Главную страницу сайта одного из крупных московских издательств украшает слоган: «Мы издаем все, кроме графомании и неформата». Сопоставление этих двух понятий симптоматично: знак времени, когда во главу угла в культуре ставится прибыль. Заявленному правилу негласно следуют практически все больше издательства, а также основной массив толстых журналов. Именно по этой причине книга повестей молодого питерского прозаика Ники Созоновой вышла в маленьком независимом издательстве «Другие люди».
Неформат — не вписывание в рамочки, самобытность, доходящая до недозволенной прагматичными редакторами раскованности, как творческой так и мировоззренческой — действительно неудобен, как трудный подросток, бунтующий в строгом русле чинной семьи. Зачем читателю ломать голову над необычным мировосприятием, впитывать неожиданные образы, разбираться со сложной композицией, если можно в очередной раз перечитать «Гарри Поттера» или насладится сотой вариацией той же книги? Зачем открывать новые жанры, если существует столько старых, проверенных временем и читательским спросом: детектив простой, детектив иронический, женский роман, фэнтези, «экшн»?..
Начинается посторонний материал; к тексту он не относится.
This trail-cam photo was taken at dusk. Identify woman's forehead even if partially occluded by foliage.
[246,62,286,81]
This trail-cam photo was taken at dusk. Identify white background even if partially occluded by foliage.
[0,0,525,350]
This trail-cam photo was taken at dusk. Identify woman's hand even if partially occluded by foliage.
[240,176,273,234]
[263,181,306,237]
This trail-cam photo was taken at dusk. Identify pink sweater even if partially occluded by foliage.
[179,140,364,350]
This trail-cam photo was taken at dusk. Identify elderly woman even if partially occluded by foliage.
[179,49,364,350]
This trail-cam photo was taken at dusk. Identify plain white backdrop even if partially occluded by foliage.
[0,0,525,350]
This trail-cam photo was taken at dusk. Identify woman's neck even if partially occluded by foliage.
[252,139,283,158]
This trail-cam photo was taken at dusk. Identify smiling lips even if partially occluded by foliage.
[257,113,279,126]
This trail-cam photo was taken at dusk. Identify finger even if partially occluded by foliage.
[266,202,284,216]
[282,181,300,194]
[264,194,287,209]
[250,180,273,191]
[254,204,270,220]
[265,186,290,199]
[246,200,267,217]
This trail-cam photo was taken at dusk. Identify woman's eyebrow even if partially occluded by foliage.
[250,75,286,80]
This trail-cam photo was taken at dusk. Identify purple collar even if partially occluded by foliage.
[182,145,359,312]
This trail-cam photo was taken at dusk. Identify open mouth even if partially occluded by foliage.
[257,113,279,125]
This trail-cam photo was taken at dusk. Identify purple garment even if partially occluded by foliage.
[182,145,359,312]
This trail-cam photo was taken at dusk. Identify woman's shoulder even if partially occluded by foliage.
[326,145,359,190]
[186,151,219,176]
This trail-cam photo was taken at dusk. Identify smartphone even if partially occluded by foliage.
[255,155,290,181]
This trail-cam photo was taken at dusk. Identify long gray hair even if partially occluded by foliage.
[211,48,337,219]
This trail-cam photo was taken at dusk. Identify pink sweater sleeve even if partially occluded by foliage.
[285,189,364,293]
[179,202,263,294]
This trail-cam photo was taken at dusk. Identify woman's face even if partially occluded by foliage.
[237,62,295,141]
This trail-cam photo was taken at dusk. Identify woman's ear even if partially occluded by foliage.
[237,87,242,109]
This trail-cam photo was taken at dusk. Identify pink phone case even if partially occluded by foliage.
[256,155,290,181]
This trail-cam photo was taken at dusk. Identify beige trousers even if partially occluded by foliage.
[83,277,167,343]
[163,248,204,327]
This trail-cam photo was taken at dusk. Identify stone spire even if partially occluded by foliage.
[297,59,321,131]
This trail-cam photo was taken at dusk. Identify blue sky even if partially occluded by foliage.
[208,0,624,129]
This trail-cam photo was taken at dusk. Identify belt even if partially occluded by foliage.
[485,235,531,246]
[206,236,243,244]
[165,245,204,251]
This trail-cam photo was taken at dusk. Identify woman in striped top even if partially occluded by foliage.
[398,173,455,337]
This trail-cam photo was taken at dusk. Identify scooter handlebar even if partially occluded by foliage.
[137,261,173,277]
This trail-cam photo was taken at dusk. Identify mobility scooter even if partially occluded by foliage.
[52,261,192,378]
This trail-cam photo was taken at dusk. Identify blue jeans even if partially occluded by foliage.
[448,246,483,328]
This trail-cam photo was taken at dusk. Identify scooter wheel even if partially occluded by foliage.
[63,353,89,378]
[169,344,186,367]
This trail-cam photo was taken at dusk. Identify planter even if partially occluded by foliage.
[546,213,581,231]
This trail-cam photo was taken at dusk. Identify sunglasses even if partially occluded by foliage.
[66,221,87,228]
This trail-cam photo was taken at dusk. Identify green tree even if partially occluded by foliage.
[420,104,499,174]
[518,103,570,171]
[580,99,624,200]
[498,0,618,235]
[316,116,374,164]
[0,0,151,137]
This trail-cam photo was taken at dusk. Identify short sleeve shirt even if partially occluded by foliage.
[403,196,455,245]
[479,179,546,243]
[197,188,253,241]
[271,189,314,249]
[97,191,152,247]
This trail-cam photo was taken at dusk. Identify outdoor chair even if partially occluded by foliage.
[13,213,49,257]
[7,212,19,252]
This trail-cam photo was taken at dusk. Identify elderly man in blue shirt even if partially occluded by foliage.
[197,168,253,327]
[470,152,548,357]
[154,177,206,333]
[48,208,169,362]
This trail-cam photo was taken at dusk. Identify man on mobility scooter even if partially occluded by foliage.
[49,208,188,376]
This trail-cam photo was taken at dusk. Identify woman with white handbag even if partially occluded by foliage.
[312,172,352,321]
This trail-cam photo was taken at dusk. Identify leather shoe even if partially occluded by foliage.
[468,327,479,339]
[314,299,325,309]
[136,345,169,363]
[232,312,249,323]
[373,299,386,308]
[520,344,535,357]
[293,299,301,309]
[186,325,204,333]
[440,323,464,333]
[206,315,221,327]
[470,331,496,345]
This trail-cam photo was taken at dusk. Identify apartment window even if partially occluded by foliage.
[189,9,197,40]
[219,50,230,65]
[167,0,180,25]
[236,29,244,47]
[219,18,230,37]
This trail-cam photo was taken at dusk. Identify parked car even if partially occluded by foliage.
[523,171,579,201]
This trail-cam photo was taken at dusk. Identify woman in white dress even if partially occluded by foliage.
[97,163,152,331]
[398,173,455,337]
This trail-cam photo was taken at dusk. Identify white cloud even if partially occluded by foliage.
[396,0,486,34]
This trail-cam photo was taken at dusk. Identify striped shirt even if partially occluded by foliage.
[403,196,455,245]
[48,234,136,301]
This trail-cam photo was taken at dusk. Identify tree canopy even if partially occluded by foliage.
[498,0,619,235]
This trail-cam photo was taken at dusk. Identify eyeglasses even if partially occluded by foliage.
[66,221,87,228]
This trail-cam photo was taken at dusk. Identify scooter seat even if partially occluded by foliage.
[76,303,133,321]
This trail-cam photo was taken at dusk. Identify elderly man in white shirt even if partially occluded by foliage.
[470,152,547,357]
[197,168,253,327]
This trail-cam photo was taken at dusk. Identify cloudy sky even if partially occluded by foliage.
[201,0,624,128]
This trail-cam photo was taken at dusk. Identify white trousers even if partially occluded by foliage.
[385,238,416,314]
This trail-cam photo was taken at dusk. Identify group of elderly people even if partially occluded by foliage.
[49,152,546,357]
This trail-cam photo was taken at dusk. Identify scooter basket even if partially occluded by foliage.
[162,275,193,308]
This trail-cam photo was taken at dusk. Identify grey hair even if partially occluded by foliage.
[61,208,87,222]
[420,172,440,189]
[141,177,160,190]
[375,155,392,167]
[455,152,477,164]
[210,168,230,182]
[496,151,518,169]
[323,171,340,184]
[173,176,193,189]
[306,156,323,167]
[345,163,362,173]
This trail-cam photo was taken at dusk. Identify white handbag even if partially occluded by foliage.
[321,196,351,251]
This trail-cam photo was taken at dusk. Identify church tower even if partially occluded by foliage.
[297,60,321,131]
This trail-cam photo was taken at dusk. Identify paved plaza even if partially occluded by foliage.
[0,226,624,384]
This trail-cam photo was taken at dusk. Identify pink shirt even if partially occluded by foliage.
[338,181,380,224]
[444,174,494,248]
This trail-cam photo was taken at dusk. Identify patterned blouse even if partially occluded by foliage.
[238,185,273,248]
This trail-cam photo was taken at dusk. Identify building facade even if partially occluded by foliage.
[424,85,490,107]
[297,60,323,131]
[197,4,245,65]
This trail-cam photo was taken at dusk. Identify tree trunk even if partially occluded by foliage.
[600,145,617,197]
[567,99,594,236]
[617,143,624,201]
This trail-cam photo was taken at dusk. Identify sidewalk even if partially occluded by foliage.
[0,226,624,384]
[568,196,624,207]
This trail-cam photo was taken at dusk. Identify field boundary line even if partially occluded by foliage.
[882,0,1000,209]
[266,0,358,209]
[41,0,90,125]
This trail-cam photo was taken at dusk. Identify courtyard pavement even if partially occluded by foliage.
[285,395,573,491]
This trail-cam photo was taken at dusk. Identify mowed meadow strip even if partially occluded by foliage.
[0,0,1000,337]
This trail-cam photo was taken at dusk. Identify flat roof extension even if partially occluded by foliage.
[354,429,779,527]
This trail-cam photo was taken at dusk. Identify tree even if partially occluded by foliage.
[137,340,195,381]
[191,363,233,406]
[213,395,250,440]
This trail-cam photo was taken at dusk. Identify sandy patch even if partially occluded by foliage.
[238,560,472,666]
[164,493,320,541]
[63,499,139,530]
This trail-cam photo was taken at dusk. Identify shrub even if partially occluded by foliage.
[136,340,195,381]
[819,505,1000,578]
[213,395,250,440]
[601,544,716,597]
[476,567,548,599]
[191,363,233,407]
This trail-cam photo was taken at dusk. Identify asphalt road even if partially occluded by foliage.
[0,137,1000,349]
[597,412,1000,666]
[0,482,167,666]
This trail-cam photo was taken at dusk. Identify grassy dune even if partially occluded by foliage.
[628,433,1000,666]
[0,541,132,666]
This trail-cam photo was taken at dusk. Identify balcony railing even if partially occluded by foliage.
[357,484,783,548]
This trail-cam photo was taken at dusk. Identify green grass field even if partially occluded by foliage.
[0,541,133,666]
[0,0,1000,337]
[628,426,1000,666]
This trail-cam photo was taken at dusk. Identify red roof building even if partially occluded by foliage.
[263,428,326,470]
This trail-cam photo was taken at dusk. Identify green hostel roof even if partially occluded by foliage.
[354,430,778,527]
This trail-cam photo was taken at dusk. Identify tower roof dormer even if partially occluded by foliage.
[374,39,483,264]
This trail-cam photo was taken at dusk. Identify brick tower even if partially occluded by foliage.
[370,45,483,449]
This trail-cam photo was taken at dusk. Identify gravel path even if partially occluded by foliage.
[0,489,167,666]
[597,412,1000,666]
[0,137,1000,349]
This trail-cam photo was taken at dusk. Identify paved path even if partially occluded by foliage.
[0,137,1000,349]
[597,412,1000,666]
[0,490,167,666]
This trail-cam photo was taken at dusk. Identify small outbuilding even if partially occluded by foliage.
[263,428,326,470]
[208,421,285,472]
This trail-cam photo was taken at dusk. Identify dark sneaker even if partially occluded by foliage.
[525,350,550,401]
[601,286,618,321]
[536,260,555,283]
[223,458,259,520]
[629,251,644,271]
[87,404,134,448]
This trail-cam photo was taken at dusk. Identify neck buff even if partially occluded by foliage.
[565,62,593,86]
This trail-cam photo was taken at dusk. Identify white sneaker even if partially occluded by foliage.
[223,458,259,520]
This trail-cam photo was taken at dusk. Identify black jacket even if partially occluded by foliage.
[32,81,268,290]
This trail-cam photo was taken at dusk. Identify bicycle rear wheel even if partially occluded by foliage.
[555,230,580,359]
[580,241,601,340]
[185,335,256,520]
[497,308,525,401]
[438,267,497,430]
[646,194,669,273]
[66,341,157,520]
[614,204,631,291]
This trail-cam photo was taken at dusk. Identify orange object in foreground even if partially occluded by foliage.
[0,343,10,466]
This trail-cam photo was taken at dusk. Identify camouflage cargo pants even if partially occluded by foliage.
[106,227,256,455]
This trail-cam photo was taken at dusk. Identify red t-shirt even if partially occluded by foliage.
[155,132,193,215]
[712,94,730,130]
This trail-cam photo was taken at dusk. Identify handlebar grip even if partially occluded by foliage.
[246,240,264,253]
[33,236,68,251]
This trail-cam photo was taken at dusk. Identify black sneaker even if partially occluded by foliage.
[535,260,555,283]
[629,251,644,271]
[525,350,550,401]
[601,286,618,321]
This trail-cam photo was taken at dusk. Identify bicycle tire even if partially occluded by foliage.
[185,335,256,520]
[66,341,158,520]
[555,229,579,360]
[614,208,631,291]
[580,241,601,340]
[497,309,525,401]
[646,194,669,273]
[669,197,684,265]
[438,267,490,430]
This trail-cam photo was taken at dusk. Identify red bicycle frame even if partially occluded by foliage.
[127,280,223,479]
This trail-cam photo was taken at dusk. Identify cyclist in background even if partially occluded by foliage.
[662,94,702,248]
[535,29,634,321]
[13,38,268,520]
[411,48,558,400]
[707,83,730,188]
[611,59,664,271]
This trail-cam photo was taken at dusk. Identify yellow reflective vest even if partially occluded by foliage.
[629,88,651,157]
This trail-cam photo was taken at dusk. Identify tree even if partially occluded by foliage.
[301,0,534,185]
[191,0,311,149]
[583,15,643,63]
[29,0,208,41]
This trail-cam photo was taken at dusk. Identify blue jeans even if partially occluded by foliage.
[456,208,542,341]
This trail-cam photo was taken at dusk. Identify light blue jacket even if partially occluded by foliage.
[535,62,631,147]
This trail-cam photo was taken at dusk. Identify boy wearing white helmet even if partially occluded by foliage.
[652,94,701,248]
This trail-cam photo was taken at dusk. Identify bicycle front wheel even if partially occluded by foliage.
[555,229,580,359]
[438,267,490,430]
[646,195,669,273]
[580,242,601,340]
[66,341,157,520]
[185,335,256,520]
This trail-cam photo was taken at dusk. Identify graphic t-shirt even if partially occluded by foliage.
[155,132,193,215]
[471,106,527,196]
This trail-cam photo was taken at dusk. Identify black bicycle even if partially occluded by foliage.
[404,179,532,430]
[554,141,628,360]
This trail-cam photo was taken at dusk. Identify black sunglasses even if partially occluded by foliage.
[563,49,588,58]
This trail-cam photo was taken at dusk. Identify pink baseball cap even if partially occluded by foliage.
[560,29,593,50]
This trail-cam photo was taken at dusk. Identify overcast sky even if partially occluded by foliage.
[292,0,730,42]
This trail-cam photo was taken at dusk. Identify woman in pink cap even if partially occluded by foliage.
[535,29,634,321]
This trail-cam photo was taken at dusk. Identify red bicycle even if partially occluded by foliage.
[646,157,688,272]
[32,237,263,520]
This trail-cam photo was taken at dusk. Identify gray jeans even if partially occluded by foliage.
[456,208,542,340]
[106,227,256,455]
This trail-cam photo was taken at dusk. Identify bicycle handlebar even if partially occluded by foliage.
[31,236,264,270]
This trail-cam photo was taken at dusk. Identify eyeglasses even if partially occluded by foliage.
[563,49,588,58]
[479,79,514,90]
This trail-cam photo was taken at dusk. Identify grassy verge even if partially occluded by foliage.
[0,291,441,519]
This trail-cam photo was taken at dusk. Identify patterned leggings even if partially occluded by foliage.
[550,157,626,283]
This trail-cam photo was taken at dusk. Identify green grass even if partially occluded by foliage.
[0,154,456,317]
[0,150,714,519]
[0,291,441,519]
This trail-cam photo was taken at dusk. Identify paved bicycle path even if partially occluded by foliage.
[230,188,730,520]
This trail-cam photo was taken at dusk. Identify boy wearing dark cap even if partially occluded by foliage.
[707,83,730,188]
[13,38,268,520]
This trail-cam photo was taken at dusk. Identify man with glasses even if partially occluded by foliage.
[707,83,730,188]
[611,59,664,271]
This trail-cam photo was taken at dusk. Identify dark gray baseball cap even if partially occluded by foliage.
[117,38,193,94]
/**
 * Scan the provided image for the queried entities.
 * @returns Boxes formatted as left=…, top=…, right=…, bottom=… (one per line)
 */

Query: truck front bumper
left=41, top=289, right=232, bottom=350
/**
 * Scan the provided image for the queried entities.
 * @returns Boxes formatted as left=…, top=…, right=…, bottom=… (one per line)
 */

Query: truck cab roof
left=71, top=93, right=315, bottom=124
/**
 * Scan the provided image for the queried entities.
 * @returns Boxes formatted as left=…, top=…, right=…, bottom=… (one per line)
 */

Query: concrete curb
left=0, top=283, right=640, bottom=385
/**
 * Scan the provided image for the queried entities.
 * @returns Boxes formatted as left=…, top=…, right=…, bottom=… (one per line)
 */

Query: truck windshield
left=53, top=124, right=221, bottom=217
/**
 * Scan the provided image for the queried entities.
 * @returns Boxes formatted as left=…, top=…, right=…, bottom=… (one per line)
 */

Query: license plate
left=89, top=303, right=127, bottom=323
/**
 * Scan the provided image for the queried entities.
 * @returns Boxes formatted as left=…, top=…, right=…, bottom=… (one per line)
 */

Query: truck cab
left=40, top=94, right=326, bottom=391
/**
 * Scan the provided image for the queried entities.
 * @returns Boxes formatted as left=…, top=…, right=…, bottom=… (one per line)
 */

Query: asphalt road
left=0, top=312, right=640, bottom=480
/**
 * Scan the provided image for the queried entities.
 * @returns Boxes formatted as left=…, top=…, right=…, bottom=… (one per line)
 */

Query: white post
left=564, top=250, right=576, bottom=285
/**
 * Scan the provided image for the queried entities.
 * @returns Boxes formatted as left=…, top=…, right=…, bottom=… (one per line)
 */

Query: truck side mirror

А то, что к неформату, для своего времени, можно причислить множество текстов, оставивших яркий след в культуре, начиная с «Божественной комедии» Данте  (тут и «Евгений Онегин», и «Мастер и Маргарита», и «Хазарский словарь») — то меньше всего редакторы крупных издательств задумываются о столь абстрактных и несуетных вещах.
Да, в этом плане молодому автору не повезло: оно самое, вне рамок. Лица не общее выраженье. Только один текст из шести повестей и двух романов, написанных к 25-ти годам, можно отнести к определенному жанру — фантастика (видимо, поэтому он, единственный, был замечен молодежной премией «Дебют»). Все остальное — нечто весьма неопределенное. Причудливое.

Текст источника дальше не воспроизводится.